According to Wolff, Bannon also predicted that a special counsel investigation into Russia’s interference in the 2016 election and any coordination with Trump aides would ultimately center on money laundering, an assessment that could lend credibility to an investigation the president has repeatedly called a witch hunt. “They’re going to crack Don Jr. like an egg on national TV,” Bannon was quoted as saying.

Trump Jr. did not immediately respond to a request for comment. But he jabbed at Bannon on Twitter on Wednesday when he reposted a message noting that Alabama now had a Democratic senator. “Thanks Steve,” the younger Trump wrote. “Keep up the great work.”

Bannon helped propel Roy S. Moore to the Republican nomination in Alabama and then stuck by him after the candidate was accused of sexual misconduct with several women and girls as young as 14. At Bannon’s urging, Trump decided to endorse Moore even after the allegations surfaced, only to be embarrassed when the Democrat, Doug Jones, won the election last year in a heavily Republican state that had not sent a Democrat to the Senate in a quarter-century.

The Alabama debacle soured the already complicated and often strained relationship between the president and Bannon, and Trump grew even more upset about an interview Bannon gave to Vanity Fair last year that painted a poor picture of Kushner, criticizing his meetings with Russians during the presidential transition.

During his Christmas break at his Mar-a-Lago resort in Florida, Trump stewed over what to say, consulting with aides and relatives about whether he should respond, according to three advisers. Ultimately, the president remained silent as aides cautioned against drawing more attention to Bannon’s remarks. But accusing the president’s eldest son of treason crossed the line.

“Going after the president’s son in an absolutely outrageous and unprecedented way is probably not the best way to curry favor with anybody,” said Sarah Huckabee Sanders, the White House press secretary. In a statement, she called the book “trashy tabloid fiction.”

The book presents Trump as an ill-informed and thoroughly unserious candidate and president, engaged mainly in satisfying his own ego and presiding over a dysfunctional White House. It reports that early in the 2016 campaign, one aide, Sam Nunberg, was sent to explain the Constitution to the candidate. “I got as far as the Fourth Amendment,” it quotes Nunberg as saying, “before his finger is pulling down on his lip and his eyes are rolling back in his head.”

The book quotes an email from an unnamed White House aide offering a harsh assessment of Trump’s operation: “It’s worse than you can imagine. An idiot surrounded by clowns. Trump won’t read anything — not one-page memos, not the brief policy papers; nothing. He gets up halfway through meetings with world leaders because he is bored.”
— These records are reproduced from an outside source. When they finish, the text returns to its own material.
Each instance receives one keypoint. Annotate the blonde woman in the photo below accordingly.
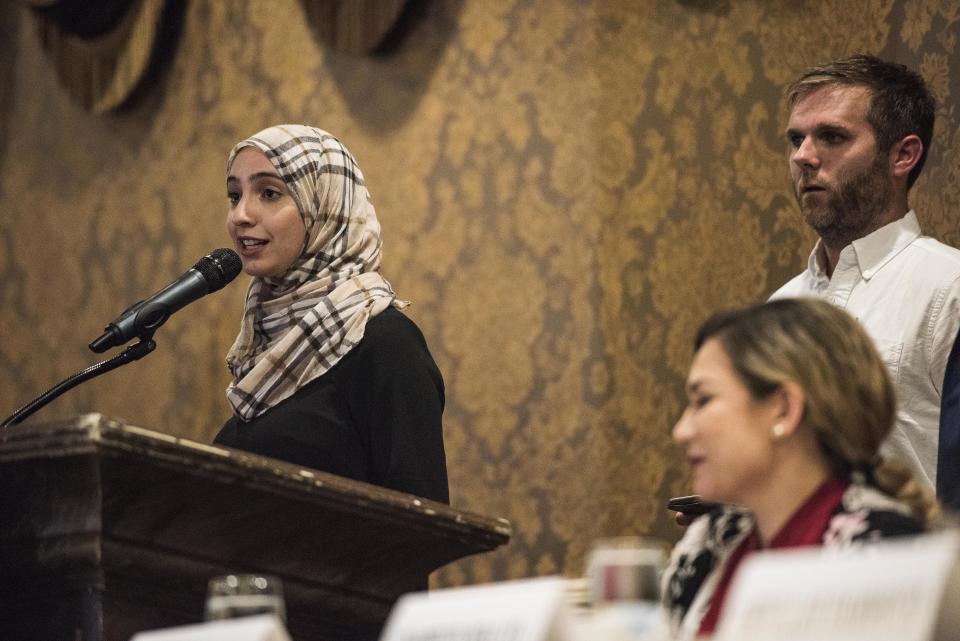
(788, 403)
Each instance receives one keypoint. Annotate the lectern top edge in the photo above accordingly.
(94, 432)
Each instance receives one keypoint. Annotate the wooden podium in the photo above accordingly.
(107, 529)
The book also asserts that Trump’s advisers and associates deride him in private, calling him an “idiot,” a “dope” or “dumb as” dirt. Thomas J. Barrack, a friend and adviser to Trump, was quoted telling a friend that the president is “not only crazy, he’s stupid.”
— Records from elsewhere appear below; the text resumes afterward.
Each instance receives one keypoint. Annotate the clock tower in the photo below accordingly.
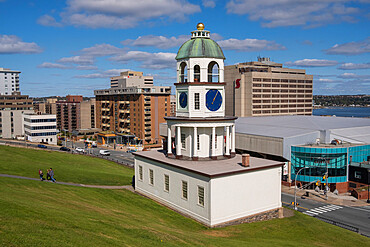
(201, 129)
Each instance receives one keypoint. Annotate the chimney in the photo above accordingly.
(245, 160)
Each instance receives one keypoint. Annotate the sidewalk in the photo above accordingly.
(341, 199)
Reached by telephone Wednesday, Barrack said that account was “totally false.” Barrack added, “It’s clear to anyone who knows me that those aren’t my words and inconsistent with anything I’ve ever said.” He said that Wolff never ran that quotation by him to ask whether it was accurate.
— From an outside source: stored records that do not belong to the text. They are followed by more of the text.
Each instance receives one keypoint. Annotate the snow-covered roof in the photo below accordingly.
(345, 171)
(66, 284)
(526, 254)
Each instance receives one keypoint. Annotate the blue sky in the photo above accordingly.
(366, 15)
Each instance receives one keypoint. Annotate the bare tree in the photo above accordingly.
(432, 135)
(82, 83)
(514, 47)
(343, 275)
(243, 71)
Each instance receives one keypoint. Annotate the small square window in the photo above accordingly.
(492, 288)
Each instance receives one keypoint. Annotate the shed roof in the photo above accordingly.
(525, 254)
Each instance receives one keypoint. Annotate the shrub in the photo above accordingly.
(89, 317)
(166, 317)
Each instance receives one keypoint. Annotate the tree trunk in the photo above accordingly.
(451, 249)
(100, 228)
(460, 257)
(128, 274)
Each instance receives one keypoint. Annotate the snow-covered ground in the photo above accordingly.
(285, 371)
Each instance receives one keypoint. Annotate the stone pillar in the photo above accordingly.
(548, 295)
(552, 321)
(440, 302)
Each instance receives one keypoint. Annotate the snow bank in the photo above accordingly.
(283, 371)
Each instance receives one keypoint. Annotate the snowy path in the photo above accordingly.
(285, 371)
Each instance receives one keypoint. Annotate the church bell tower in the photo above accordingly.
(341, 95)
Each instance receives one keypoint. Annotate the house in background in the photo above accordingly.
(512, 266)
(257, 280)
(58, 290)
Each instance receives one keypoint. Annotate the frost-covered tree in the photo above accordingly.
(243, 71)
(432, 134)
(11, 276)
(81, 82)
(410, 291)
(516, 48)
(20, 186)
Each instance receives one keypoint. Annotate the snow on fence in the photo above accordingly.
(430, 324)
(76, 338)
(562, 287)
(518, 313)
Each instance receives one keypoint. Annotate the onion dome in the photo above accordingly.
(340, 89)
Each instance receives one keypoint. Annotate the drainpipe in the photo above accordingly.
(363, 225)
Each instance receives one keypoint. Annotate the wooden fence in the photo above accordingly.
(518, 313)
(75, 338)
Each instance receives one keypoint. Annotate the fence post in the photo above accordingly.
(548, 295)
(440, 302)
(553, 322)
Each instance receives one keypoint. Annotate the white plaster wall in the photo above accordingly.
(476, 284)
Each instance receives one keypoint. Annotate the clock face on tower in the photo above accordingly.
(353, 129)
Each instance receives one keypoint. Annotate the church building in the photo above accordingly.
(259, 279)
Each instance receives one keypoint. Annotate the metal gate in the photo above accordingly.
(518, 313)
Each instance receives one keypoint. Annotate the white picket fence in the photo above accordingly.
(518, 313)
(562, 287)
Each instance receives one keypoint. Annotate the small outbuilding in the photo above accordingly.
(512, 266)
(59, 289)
A longtime media columnist and author, Wolff brings a high profile, vivid writing style and years of experience but sometimes mixed reviews to the task of chronicling Trump’s White House. Interview subjects have complained in the past that he took comments meant to be off the record and used them.

Wolff clearly benefited from close cooperation from Bannon and the book is infused with his views. The author was frequently seen in Bannon’s office while Bannon was working in the White House. According to Sanders, Wolff spoke with the president just once, for five to seven minutes, in the first month of the administration, when Trump called Wolff to thank him for his criticism of a Times article that the president did not like.